Using Hibernate's ScrollableResults to slowly read 90 million records also has some related ideas (esp. for hibernate users).
Another option is if you know some column (like "id") is mostly contiguous, you can just iterate through that "by chunks" (get the max, then iterate numerically over chunks). Or some other column that is "chunkable" as it were.
I just felt compelled to answer on this old posting.
Note that this is a typical scenario for Big Data, not only to acquire the data in multiple threads, but also to further process that data in multiple threads. Such approaches do not always call for all data to be accumulated in memory, it can be processed in groups and/or sliding windows, and only need to either accumulate a result, or pass the data further on (other permanent storage).
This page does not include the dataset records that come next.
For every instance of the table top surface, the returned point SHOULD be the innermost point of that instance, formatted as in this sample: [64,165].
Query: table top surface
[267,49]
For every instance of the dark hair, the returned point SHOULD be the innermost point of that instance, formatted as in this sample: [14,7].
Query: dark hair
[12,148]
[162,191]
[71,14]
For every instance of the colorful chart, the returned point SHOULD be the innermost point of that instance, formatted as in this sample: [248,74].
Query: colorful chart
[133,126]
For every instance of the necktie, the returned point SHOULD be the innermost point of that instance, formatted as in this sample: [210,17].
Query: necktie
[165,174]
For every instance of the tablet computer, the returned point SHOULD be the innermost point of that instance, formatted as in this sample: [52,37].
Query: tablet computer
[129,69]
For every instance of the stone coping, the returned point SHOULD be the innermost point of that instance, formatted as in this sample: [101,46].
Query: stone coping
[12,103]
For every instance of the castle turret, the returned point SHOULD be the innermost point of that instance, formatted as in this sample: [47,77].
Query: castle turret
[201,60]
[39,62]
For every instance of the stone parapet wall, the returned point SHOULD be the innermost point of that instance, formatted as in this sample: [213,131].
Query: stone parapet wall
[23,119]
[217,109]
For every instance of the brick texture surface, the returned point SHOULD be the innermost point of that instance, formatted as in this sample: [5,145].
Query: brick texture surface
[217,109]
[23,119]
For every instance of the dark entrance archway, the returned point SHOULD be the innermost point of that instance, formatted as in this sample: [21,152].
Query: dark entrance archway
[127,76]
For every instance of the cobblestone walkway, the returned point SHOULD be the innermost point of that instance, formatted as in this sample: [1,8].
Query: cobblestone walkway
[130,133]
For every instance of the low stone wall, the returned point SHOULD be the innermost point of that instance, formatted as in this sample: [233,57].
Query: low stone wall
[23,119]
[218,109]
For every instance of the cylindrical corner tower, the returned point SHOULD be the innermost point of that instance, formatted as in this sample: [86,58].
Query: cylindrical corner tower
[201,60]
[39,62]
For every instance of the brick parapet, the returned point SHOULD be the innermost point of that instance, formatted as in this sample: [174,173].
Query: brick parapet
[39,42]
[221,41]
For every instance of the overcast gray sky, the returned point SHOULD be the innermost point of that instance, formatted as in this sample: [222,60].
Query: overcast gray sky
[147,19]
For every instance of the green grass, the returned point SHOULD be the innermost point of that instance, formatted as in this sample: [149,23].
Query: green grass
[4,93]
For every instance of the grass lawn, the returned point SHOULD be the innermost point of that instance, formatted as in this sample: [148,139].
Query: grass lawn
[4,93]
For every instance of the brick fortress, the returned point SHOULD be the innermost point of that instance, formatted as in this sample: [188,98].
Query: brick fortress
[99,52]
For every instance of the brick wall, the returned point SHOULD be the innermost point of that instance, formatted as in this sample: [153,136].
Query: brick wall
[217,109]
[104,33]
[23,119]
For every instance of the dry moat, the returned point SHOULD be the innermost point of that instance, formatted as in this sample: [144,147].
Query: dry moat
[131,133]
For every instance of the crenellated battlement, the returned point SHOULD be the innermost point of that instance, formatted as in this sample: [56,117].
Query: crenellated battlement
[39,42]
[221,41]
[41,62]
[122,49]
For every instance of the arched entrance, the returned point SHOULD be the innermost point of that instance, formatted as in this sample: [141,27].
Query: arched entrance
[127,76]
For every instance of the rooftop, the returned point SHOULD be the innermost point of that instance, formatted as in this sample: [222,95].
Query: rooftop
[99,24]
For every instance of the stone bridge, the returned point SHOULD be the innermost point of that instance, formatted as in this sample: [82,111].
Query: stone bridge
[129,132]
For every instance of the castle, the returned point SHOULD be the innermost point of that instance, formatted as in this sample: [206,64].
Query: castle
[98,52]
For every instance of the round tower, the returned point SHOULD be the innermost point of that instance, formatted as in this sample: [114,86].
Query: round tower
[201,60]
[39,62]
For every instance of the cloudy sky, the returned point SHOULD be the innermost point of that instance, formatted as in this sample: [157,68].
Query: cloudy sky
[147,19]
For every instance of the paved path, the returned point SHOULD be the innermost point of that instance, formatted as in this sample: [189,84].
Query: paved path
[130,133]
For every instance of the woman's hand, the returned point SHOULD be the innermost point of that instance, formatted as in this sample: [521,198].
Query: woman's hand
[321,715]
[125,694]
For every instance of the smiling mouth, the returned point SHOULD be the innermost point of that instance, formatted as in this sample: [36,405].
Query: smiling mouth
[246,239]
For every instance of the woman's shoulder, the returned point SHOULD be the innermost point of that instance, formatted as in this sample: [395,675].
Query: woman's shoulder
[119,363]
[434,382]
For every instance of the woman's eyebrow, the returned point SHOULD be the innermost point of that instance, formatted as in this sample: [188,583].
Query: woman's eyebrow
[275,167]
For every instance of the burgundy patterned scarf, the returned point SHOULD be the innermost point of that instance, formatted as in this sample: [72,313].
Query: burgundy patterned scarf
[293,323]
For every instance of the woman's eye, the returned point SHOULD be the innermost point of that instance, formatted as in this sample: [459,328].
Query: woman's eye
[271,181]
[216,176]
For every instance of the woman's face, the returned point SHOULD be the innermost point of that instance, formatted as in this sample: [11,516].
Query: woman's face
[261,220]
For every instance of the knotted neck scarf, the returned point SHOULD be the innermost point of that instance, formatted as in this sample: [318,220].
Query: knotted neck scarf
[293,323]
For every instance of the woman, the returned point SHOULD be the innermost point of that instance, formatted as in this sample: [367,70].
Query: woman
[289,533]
To process the data in parallel, typically a partitioning scheme or a splitting scheme is applied to the source data. If the data is raw textual, this could be a random sizer cut somewhere in the middle. For databases, the partitioning scheme is nothing but an extra where condition applied on your query to allow paging. This could be something like:
Driver Program: Split my data in for parts, and start 4 workers
4 x (Worker Program): Give me part 1..4 of 4 of the data
This could translate into a (pseudo) sql like:
SELECT ...
FROM (... Subquery ...)
WHERE date = SYSDATE - days(:partition)
In the end it is all pretty conventional, nothing super advanced.